I miscalculated the whole journey. Amoud & Dipti asked to be picked up at 10 am at the hotel cause we were going to have a Jakarta Half Day Tour that they booked from toursbylocals. At 10.30, I was close to their hotel but the road was congested, my car didn’t move at all. I panicked. The hotel staff, who was asked by Dipti, called to confirm about my arrival and the tour. With regret, I told her that I was going to be late and it would take 15 mins to reach there from where I was.
True. I was late 45 minutes from our schedule. I begged for forgiveness and was ready to receive complaints from them, even if Amoud & Dipti wanted to scold me, I was prepared and would not try to defend myself. But…
I WAS WRONG.
They were more confused than angry. The thing was, they said, the hotel staffs didn’t understand English properly so when Dipti tried to contact me, it took half an hour and she was devastated about it. But, it wasn’t long until things got better and we had a good conversation.

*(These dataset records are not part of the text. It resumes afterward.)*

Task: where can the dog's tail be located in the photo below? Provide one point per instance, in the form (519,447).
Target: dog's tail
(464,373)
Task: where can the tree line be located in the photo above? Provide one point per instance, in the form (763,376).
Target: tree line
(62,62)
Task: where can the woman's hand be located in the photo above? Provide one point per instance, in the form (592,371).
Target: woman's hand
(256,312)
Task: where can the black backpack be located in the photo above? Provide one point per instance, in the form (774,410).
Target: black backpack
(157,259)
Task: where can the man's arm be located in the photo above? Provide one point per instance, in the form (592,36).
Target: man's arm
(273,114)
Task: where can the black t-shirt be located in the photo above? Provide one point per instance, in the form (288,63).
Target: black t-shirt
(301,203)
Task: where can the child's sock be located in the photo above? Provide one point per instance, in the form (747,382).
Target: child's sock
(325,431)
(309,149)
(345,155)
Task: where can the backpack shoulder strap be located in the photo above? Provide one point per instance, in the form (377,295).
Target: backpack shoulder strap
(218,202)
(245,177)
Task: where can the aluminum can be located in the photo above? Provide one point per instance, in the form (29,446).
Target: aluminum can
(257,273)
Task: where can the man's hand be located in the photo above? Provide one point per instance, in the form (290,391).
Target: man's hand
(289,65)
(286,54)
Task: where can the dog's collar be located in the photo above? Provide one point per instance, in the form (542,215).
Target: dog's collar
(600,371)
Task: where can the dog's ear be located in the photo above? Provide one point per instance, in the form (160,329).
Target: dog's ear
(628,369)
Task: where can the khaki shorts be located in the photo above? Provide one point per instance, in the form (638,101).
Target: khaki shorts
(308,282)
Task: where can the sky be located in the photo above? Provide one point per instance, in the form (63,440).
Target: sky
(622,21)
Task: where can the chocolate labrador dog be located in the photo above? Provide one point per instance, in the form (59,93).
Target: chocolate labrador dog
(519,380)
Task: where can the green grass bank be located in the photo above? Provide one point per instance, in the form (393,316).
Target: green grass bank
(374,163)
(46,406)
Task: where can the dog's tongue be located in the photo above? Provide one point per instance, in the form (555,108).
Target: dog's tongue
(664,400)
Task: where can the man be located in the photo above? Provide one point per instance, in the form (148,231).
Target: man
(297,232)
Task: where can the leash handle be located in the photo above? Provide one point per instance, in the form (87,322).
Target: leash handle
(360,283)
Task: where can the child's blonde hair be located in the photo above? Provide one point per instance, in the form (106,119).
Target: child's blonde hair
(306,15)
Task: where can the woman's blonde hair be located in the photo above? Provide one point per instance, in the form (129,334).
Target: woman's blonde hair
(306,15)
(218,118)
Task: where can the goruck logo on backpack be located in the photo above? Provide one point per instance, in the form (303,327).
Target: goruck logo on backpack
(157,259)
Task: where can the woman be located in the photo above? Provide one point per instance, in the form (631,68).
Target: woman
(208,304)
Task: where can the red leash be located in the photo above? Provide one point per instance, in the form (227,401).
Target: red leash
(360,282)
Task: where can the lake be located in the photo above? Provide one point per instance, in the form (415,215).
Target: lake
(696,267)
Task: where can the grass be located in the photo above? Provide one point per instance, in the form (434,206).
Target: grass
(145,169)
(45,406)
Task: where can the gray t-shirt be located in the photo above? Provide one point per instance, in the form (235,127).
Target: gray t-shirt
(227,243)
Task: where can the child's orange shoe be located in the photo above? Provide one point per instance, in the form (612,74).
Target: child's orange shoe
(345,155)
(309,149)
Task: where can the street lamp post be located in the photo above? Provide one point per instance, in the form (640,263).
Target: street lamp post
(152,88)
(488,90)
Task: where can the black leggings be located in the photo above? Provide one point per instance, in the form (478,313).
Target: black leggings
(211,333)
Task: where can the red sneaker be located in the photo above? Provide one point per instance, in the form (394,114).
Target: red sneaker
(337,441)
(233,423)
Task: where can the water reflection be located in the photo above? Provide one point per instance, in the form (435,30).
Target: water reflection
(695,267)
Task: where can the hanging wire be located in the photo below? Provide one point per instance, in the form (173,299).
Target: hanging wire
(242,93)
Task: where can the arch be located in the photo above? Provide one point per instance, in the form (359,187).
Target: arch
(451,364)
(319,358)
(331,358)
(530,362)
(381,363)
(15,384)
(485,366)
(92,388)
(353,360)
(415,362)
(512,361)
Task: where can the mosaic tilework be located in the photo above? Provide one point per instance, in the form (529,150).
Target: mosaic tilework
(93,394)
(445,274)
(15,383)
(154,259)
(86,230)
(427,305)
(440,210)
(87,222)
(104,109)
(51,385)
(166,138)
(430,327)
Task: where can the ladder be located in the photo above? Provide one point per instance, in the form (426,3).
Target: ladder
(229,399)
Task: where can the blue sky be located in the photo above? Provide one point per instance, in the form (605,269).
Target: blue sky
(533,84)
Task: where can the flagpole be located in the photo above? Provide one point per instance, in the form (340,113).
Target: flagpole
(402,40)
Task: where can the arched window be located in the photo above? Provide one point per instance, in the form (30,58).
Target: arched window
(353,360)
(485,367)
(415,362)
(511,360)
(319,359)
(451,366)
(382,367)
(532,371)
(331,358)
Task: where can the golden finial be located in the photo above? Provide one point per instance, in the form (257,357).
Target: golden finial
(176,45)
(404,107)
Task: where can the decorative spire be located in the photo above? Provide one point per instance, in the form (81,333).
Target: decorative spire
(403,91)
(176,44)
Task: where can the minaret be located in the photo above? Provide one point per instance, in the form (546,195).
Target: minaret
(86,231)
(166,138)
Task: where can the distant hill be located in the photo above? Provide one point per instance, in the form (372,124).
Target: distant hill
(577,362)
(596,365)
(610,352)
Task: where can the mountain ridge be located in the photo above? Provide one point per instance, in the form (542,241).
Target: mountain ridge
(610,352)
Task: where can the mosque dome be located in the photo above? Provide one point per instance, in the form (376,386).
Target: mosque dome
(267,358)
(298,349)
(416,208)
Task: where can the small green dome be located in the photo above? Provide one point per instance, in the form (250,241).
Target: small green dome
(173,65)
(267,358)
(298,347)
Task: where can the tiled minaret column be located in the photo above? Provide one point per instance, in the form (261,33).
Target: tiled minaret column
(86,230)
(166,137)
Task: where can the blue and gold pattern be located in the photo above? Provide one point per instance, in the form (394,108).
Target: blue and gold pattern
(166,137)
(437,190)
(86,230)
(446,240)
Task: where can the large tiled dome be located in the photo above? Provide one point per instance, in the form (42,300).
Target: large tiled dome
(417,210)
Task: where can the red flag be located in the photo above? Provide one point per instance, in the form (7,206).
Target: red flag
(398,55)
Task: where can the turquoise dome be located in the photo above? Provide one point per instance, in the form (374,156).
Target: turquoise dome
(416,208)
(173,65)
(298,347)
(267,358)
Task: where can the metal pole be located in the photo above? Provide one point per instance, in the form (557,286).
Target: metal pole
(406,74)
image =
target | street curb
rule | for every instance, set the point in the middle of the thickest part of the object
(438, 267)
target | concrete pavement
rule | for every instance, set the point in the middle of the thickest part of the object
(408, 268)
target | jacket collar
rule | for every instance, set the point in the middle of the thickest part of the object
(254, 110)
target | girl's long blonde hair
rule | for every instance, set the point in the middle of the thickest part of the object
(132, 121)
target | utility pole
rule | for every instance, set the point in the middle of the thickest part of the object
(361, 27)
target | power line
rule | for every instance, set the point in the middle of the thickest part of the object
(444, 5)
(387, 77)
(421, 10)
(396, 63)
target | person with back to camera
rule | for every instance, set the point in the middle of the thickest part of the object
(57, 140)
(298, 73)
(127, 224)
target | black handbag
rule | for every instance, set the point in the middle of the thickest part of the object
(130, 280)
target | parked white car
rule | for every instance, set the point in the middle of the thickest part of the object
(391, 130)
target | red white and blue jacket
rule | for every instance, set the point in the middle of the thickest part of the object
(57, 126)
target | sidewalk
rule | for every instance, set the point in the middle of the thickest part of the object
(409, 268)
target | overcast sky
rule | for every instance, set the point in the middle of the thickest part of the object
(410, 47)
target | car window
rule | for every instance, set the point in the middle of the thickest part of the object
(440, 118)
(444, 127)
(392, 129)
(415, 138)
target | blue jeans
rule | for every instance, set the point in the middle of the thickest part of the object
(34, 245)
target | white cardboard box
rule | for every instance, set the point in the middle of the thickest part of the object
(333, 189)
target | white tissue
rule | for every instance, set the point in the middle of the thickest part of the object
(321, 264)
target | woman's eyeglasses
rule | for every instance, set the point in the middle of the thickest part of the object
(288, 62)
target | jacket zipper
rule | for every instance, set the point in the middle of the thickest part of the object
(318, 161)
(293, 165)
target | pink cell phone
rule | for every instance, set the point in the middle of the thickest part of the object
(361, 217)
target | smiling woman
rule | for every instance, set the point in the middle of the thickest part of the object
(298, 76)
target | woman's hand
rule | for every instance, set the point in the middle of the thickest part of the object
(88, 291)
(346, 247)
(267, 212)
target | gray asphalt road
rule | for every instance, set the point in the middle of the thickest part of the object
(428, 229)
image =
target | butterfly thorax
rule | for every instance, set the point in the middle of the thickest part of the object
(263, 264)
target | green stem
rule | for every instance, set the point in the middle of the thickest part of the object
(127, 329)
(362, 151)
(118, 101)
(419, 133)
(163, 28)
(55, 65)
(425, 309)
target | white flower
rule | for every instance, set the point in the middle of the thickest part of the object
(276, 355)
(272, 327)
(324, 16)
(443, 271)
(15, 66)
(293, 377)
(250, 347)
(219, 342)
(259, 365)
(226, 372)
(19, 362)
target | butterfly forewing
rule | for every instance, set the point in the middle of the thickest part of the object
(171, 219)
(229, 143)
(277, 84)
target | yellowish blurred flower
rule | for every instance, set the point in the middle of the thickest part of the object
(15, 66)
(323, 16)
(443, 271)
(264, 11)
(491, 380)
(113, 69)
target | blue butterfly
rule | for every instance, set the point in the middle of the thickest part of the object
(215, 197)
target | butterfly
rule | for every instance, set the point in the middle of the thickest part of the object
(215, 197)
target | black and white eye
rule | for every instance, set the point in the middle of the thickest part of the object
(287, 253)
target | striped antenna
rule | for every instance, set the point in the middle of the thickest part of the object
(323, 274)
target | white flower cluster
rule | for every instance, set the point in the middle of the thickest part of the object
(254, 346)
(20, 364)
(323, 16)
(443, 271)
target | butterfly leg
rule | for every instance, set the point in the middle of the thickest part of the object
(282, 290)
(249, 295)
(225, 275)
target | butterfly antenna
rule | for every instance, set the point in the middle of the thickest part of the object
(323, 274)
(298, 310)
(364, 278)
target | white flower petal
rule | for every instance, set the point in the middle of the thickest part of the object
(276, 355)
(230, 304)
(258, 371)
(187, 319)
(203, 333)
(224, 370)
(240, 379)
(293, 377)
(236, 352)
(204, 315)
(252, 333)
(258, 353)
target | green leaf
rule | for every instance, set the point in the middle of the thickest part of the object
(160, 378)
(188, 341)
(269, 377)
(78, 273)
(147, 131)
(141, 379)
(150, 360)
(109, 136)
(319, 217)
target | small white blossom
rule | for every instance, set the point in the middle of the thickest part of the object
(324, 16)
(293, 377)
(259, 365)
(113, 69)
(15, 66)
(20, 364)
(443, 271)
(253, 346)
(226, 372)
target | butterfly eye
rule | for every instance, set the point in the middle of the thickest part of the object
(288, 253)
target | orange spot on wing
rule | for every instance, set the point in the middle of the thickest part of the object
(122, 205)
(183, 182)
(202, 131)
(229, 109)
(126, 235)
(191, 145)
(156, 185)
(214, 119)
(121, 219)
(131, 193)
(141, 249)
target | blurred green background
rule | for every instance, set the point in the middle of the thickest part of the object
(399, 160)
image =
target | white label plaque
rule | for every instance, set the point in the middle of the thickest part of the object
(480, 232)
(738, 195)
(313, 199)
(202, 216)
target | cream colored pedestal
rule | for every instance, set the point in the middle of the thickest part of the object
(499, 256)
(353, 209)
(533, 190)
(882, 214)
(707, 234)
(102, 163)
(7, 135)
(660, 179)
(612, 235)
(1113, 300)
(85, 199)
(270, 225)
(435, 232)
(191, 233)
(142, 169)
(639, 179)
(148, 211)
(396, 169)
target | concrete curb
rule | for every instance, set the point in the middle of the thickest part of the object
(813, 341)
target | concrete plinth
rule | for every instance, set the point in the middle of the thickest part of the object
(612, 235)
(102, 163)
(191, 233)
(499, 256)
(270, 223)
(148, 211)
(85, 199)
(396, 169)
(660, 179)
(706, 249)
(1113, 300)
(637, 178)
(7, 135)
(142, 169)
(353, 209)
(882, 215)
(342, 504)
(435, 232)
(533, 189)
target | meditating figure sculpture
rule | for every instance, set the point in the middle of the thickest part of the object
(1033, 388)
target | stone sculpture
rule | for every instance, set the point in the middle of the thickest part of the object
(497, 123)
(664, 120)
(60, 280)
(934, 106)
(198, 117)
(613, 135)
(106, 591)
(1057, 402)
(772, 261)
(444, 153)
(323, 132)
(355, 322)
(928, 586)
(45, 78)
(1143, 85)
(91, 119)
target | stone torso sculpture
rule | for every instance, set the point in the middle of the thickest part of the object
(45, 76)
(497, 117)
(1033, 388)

When we reached out first destination, doubt started to occur. Doubt whether we could finish the tour on time because Amoud & Dipti needed to catch a flight to Yogyakarta at 6 pm, which meant they had to be at the airport at 5 the latest to check in. They insisted to go to the observation deck at the top of the Monument even though there was a school trip so the queue was long by school students.
Then we came up with a plan to go to Istiqlal Mosque first, then return. This tour started to feel like an Amazing Race already. Every minute counts. No. every second counts. What I liked about them was, even though we were worried about the time, we managed to laugh, talk about stuffs casually. I kinda adore them for this. For enjoying moments, whatever the circumstances.
We had a good tour in Mosque Istiqlal, but when we arrived at the National Monument, the queue, though was not as long as before, was still quite long. But they still wanted to go up. So we prepared some plans and calculated time.
While waiting for the elevator, I got to know them better. My “curious” question was, “How did you two meet?”. I always tried to ask this question to my guests. Of course when I felt like we were really close and tried not to be annoying or nosy. They answered casually, but their answer was quite surprising for me.
“Through matrimonial website”.
“Ah, I see”.
“Our parents put our profile though, they tried to match-make us”.
I was speechless. But it turned out to be a very common thing in India for your parents to prepare a partner for yourself.
“Of course they had to ask us and we had a chance to disagree with them about the candidate. But that’s how it works and it’s been going on for ages”.
I was still surprised but when i did a little research (read: google), this was what I found : http://www.huffingtonpost.com/2009/03/03/indian-parents-look-to-we_n_171363.html
The more surprising fact was that…it works! They told me about the divorce rate and stuffs and convinced me that it’s been working so, there must’ve been something right happening. True that.
After an hour waiting for the elevator we managed to go up and I was in huge relieve when Dipti said… “Wow! This is gorgeous. Totally worth the wait”. Pfiuh.
Even though my tour included going to the old town, we didn’t take the risk and went straight to the airport because it was a quarter to 4 already, but I promised to take them to the old town when they returned from their trip in Bali to have a sightseeing of the old town in the evening.
And we did. We visited the old port of Sunda Kelapa and the old town square at around 11 pm some days later after their visit to Bali and before they flew to India to spend the rest of the holiday.